Yeah but at least in the winter you have alternatives.
I spent the first month of the year in a 100 year old home in the Midwest during a record breaking snow storm.
I was fine. It was cold, but I had clothes, sock, blankets, etc. Space heaters are cheap and they work. Hell I could blast the oven out in the open if I needed to.
OTOH I’ve been in central Florida in peak summer with a dead AC for weeks. There is no refuge from <90f indoors. Evaporative coolers don’t work in humidity, fans don’t work, nothing but AC will work. When I didn’t have AC in Florida I had two options:
- soak the sheets in water so they’re cool enough for me to at least lay down and fall asleep comfortably
If you take out the abnormally perfect climates of Hawaii and California then lowest energy users for heating and cooling are Arizona, Florida, Louisiana and Texas.

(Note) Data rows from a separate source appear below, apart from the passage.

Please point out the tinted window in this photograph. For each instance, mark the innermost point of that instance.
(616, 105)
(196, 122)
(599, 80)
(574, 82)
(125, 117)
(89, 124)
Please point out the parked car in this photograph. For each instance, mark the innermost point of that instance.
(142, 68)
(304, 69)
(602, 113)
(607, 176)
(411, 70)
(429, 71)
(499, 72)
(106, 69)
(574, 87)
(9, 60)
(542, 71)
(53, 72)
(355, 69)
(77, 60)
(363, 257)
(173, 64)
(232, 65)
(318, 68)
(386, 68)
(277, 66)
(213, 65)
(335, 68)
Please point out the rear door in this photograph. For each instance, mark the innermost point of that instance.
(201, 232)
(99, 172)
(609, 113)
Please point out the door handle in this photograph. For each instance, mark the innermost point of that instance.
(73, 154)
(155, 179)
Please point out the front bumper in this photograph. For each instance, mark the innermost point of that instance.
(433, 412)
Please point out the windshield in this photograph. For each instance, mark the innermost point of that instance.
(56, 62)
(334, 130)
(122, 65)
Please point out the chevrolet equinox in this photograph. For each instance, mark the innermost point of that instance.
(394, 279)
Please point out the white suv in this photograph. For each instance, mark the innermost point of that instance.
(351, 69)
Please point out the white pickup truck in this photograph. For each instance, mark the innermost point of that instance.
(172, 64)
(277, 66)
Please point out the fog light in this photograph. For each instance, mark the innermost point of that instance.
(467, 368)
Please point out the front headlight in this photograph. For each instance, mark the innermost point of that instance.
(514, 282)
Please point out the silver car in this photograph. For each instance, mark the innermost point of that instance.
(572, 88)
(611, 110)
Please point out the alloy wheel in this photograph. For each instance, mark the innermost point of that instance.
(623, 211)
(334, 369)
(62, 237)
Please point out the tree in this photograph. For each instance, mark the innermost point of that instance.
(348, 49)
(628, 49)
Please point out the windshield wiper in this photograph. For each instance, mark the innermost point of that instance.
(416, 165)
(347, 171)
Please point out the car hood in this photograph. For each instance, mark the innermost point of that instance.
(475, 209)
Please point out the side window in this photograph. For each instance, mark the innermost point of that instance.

As I understand it, a heat pump is an AC unit that can be driven backward. In heat mode, they are air conditioning the already-cold outside, which works as long as the compressor can chill the refrigerant lower than the ambient outside air.
They even use the same refrigerant, usually R-410A and R-454B.
California did quite well in December. Then late February and early March came along, and a rain event at high altitude melted a lot of the snowpack, followed by a not-uncommon heatwave in mid-late March melted a lot of what was left.